Alfred Watkins’ ancient navigation markers have come a long way; apparently they now exist because the earth is crystal dodecahedron. Since the earth is very clearly not a dodecahedron, proponents believe the dodecahedron crystal is buried under the surface. The evidence apparently comes from Russian magnetic surveys, but these surveys are not referenced. The author did not even bother to show satellite imagery. None of the actual evidence is presented or discussed in any detail. The article then goes on to assume the dodecahedron hypothesis is true, and then marvel at how the dodecahedron model fits the cherry-picked evidence. The author marvels how one of the dodecahedron ribs fits along the Mid-Atlantic ridge. Remember that not a shred of evidence was presented to attest to the existence of the dodecahedron crystal. How do we know that the ridge is there, or did Chris Price draw an imagery line over the mid-Atlantic ridge? This is why this article appeared in New Age and not Nature.
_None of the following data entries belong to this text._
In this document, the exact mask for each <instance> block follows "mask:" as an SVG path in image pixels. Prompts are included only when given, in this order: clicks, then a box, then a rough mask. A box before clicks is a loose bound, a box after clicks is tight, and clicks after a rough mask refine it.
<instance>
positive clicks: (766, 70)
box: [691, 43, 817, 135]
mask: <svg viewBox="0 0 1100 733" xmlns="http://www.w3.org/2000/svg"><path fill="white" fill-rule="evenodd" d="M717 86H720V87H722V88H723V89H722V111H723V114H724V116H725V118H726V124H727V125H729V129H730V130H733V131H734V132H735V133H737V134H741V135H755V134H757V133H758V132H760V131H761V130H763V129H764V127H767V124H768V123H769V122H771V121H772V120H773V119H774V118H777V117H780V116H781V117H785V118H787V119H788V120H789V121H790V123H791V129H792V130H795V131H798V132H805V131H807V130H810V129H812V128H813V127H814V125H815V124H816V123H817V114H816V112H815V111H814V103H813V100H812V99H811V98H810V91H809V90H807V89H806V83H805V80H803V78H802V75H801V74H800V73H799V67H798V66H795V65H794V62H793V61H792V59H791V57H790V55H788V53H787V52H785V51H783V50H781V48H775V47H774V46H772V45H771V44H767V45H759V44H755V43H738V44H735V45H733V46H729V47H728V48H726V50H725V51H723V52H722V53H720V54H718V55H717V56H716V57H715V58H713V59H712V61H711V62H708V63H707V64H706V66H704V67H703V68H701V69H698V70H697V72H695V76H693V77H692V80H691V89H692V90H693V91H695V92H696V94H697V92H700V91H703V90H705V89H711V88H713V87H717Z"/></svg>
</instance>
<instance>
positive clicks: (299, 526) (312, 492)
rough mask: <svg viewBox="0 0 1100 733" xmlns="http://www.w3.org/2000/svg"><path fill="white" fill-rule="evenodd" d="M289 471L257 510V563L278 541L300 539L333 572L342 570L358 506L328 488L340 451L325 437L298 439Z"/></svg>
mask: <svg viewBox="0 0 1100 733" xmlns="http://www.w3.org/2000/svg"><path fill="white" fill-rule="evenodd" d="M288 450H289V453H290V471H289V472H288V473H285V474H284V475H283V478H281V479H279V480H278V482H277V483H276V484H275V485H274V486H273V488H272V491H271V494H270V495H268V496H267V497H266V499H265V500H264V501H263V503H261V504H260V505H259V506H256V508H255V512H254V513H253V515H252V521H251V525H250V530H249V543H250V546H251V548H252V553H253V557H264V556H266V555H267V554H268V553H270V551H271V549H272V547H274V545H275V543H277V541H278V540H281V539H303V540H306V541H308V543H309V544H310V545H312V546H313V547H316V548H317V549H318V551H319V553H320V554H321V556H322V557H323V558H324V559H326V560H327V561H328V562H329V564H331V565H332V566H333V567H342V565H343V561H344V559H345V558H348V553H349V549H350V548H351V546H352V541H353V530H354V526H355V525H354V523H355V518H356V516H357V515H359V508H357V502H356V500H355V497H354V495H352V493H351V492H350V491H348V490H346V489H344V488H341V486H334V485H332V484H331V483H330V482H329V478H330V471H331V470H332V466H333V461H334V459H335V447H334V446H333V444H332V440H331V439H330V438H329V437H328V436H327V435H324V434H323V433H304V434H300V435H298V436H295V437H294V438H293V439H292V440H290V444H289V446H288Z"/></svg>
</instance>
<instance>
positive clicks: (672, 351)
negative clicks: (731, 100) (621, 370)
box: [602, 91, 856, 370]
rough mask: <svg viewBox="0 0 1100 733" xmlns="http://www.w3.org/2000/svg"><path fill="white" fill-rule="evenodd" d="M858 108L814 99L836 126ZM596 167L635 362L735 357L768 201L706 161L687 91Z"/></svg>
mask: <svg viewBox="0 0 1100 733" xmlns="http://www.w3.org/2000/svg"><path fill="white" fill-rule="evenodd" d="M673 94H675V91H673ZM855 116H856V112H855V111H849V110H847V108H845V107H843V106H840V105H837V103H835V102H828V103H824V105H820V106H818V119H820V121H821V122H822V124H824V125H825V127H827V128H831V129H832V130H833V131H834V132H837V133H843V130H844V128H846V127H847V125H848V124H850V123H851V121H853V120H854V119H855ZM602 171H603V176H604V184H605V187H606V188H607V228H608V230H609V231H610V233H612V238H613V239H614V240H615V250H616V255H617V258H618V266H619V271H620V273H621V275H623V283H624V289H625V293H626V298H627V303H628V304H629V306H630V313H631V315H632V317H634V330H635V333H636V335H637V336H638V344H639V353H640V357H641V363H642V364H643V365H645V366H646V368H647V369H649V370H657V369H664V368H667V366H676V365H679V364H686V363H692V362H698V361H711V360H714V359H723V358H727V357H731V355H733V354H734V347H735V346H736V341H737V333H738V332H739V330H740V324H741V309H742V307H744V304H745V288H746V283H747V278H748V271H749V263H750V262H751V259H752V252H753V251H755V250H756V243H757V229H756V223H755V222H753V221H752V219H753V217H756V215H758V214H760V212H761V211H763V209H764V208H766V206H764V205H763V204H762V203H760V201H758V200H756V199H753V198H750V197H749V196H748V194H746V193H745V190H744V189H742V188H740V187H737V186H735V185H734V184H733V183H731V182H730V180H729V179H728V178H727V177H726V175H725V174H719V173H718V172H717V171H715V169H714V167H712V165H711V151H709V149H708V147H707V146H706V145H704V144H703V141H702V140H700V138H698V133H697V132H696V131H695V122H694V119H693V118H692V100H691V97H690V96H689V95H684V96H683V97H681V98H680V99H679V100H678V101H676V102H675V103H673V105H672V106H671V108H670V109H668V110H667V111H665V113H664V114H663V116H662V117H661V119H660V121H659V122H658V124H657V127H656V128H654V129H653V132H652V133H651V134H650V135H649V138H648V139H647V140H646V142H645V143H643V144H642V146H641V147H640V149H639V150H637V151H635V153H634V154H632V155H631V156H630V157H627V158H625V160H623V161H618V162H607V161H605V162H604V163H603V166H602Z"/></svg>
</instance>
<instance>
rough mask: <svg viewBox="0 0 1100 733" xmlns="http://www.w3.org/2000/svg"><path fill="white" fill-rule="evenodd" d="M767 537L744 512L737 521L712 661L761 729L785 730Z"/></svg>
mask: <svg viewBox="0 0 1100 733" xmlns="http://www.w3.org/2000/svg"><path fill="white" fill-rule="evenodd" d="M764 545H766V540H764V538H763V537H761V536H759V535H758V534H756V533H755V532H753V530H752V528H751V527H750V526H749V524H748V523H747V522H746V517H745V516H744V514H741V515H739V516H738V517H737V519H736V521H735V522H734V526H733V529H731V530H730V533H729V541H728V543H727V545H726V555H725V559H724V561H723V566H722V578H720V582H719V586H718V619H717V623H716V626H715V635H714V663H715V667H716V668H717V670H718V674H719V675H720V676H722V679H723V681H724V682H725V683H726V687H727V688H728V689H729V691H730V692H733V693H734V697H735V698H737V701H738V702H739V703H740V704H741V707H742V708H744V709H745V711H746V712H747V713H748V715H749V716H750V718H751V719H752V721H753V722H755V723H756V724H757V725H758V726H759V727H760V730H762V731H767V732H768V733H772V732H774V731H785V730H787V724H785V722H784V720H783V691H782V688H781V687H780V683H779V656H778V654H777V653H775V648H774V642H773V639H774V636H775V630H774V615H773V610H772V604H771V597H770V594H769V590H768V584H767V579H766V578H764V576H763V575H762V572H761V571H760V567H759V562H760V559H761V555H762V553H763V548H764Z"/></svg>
If there was a dodecahedron crystal underground, could we detect it? During an earthquake the whole earth “rings”. Shock waves spread out from the epicenter and can be deflected off the internal structure of the planet. Do I really have to say that this data is not compatible with the dodecahedron hypothesis?
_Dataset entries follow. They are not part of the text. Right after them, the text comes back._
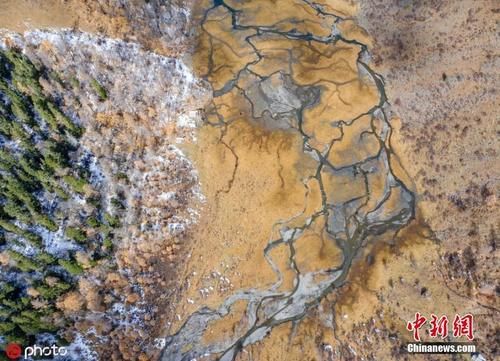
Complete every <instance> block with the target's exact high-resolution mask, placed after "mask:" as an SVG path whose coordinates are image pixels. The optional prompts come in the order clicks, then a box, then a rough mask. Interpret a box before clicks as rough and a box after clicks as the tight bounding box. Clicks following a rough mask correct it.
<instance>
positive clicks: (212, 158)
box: [0, 0, 500, 361]
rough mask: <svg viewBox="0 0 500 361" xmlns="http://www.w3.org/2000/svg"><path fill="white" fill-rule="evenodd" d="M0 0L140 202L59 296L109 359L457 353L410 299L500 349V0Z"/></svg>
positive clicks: (99, 155) (83, 330)
mask: <svg viewBox="0 0 500 361" xmlns="http://www.w3.org/2000/svg"><path fill="white" fill-rule="evenodd" d="M1 5H2V10H3V9H5V10H6V11H1V12H0V28H4V29H6V30H5V31H2V38H3V39H7V40H6V44H7V46H18V47H20V48H21V49H23V51H24V52H26V54H28V55H29V56H30V58H31V59H33V61H35V62H39V63H41V64H43V65H44V66H46V67H48V68H49V69H53V70H54V71H55V72H56V73H57V74H58V75H59V78H60V79H59V81H49V82H47V84H43V85H44V87H45V88H46V89H47V90H48V91H50V92H51V93H54V94H58V95H59V97H60V98H61V99H62V100H63V103H64V109H65V111H66V112H67V113H68V114H72V115H73V116H74V117H75V118H76V117H78V118H80V119H81V120H82V121H83V122H84V123H85V125H86V128H87V132H86V133H85V135H84V137H83V138H82V142H83V143H84V145H85V146H86V147H88V148H90V149H92V151H93V153H94V154H95V155H96V157H97V158H98V159H99V162H100V163H101V164H103V170H104V174H103V179H104V184H103V188H104V189H105V190H106V192H107V193H109V198H113V197H115V196H117V197H120V199H123V200H124V202H125V204H126V206H127V207H126V210H125V211H124V212H123V222H122V223H123V227H121V229H120V230H118V231H117V234H118V236H119V237H118V239H119V242H115V247H116V254H115V262H116V263H115V264H114V266H113V267H111V268H110V269H108V268H106V269H104V268H101V269H99V268H97V269H93V270H92V271H91V272H89V273H88V274H87V275H86V276H85V277H82V278H81V279H80V282H79V287H78V289H77V291H75V292H72V293H71V294H69V295H67V296H65V298H64V299H61V300H60V301H59V307H60V308H61V309H62V310H63V311H64V312H65V313H67V314H68V316H69V317H72V318H73V320H74V321H75V327H73V328H71V329H70V330H69V333H71V332H72V331H75V330H76V331H78V334H77V335H78V336H77V341H79V342H81V341H82V337H84V338H85V340H84V341H85V342H86V344H87V345H91V347H93V349H94V350H95V351H96V352H97V354H98V355H99V357H98V358H99V359H114V360H122V359H123V360H136V359H139V360H147V359H157V358H158V357H160V355H161V359H163V360H167V361H174V360H181V359H183V357H188V358H189V359H193V358H196V359H197V360H198V361H199V360H215V359H221V360H241V361H243V360H245V361H246V360H255V361H260V360H273V361H278V360H297V361H299V360H304V359H308V360H324V361H326V360H328V361H329V360H399V359H408V360H410V359H411V360H413V359H417V360H441V359H449V357H447V356H446V357H438V356H422V355H420V356H415V355H412V356H409V355H408V354H407V353H406V351H405V350H404V345H405V343H406V342H408V341H410V340H411V333H410V332H409V331H408V330H407V329H406V323H407V321H409V320H411V319H412V318H413V317H414V314H415V312H420V313H422V314H425V315H426V316H427V317H429V316H430V314H431V313H434V314H439V315H441V314H446V315H448V316H449V317H450V318H453V316H454V315H455V314H457V313H458V314H466V313H471V314H473V315H474V316H475V322H476V327H475V331H476V343H477V345H478V350H479V351H480V352H481V354H482V355H484V357H486V359H494V358H495V357H497V356H498V352H499V351H498V349H497V347H498V342H499V338H498V337H499V336H498V334H499V332H500V331H499V329H498V326H497V325H498V324H499V322H498V321H499V318H500V316H499V307H500V305H499V303H498V292H499V287H500V286H499V285H498V279H499V275H498V272H499V268H498V265H497V263H498V250H497V245H498V236H497V234H498V232H499V230H498V227H499V224H498V219H499V217H498V204H497V202H498V201H497V199H498V178H499V170H498V166H497V165H496V163H498V162H495V161H496V159H497V157H498V156H497V152H498V149H499V144H498V131H499V129H498V119H497V118H498V117H497V116H496V112H495V110H496V106H497V103H498V96H497V95H496V87H497V84H498V74H497V73H498V72H497V71H496V69H497V68H498V53H497V52H496V48H497V47H498V46H497V44H498V31H497V22H498V12H499V11H500V9H498V6H496V5H497V4H496V2H495V1H493V0H491V1H489V0H484V1H473V0H464V1H438V0H434V1H433V0H429V1H411V0H367V1H359V2H358V1H349V0H318V1H309V0H276V1H273V5H272V6H271V7H270V6H269V2H268V1H260V0H254V1H251V2H245V1H236V0H226V1H199V2H196V3H195V2H186V1H160V0H150V1H141V0H137V1H130V2H123V1H118V0H98V1H78V0H48V1H44V2H43V5H41V6H39V4H36V5H35V2H33V1H29V0H20V1H10V0H5V1H3V2H2V4H1ZM276 9H279V11H276ZM26 14H29V16H27V15H26ZM40 28H41V29H46V28H50V29H48V30H38V29H40ZM61 28H65V30H61ZM332 29H333V31H332ZM26 30H28V32H27V33H25V34H24V36H20V35H16V34H14V33H13V32H24V31H26ZM4 41H5V40H4ZM93 80H97V81H98V82H99V84H101V86H102V87H103V88H104V89H105V91H106V93H105V94H106V97H105V99H104V98H103V96H102V95H101V96H99V92H97V93H96V89H95V84H94V82H93ZM93 84H94V85H93ZM202 108H203V111H201V109H202ZM82 335H83V336H82ZM170 336H173V337H170ZM156 337H167V338H166V342H165V345H166V347H165V348H163V350H160V349H157V348H155V347H154V343H155V338H156ZM426 337H427V336H426ZM448 340H450V341H451V340H453V338H452V337H449V338H448ZM159 345H160V346H162V343H161V342H160V343H159ZM160 348H161V347H160ZM160 351H161V354H160ZM97 354H95V353H94V356H95V355H97ZM89 355H90V356H92V353H91V354H89ZM90 356H89V357H90ZM454 359H457V360H460V359H471V356H470V355H457V356H456V357H455V358H454Z"/></svg>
The Sacred Places of Saskatchewan has taken the ley line concept and crystal earth hypothesis as true, and drawn out the grid on to a picture of Saskatchewan. I can not dignify this image with the title of map. It has no scale and not even a hint of a map projection. Map projection is important, as all maps have distortions: some projections conserve area, others distance. A map without the scale or projection is pretty much meaningless. The author apparently copied the lines by hand, not a very accurate method. The sacred sites which are supposed to be along these lines are represented by points so large, they occupy an area larger than Saskatoon or Regina.
This photo has been removed by the request of Roger Nelson, whose comments may be viewed below. You may view the map here. Note nothing on scale of the map shown here is accurate to within a couple of inches.
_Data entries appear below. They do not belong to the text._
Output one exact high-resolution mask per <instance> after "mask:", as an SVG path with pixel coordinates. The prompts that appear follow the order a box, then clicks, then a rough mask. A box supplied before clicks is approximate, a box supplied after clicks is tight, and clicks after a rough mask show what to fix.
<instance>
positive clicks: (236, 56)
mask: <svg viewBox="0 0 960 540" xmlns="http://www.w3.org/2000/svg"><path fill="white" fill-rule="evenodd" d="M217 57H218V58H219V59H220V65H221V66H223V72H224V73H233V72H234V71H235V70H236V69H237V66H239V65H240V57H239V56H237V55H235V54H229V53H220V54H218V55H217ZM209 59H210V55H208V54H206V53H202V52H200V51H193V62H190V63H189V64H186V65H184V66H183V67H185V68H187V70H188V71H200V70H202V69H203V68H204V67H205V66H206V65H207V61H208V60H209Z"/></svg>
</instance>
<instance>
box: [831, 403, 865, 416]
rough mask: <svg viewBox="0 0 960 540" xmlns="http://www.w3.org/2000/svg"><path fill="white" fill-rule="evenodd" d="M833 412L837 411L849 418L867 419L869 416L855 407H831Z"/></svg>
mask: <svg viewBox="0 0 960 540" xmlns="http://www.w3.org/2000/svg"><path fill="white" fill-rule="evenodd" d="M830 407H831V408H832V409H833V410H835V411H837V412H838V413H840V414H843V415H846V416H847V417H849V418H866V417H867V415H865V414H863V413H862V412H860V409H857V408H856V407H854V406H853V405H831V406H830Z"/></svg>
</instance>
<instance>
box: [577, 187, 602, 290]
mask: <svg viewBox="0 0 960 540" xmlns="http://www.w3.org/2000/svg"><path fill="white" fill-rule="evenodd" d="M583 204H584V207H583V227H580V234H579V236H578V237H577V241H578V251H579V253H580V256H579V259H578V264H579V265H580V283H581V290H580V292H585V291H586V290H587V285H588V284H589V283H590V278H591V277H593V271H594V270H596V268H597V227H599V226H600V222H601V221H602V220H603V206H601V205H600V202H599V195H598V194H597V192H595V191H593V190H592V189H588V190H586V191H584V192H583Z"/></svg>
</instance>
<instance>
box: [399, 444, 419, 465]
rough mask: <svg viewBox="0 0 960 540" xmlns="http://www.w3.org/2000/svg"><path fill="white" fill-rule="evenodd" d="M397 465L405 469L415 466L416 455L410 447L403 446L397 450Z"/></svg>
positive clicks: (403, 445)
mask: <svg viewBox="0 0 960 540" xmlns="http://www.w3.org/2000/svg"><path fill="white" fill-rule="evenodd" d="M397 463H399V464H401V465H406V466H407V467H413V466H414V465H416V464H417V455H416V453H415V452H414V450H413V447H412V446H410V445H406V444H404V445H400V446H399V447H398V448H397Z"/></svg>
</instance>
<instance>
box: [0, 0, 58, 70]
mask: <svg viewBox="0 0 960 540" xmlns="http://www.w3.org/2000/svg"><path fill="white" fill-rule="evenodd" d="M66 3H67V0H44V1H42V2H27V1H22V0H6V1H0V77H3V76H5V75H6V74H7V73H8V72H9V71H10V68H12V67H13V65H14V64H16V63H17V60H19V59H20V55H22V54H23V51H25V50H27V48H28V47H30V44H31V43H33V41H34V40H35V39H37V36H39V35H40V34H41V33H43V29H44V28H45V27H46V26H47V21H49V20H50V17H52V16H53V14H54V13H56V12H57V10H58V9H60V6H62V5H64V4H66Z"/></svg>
The website offers tours of these lines. How that is even possible, given such large inaccuracies? If these lines are within +/-10 km, that would be impressive. Since there is no objective way to determine where the ley lines are to be found, this map is worthless. I suppose the tours will at least deliver you some fresh air. The problem with maps such as these is that they have the illusion of accuracy, nothing more. Here is another prime example of this: the author goes from a 1: 1,000,000 map to a 1:50,000 map with no explanation. I’ve changed my mind: if those ley lines are within +/- 50 km, I’ll be amazed!
If ley line hunters want to be taken seriously, I have some advice: buy a GPS receiver. They are not expensive. You will be able to locate your features to +/- 10 m, which is so much better then +/- 10 km. Combine this with some free mapping software, and you will be able to create a truly meaningful map. I predict that the “perfect” alignment of the ley line features will vanish with the improved accuracy. It does not matter though: collecting GPS data for sacred shines and other places in Saskatchewan is still an adventure. These areas are beautiful on their own terns. With apologies to Douglas Adams: isn’t it better to realize that a place is beautiful without having to believe the earth is giant dodecahedron crystal?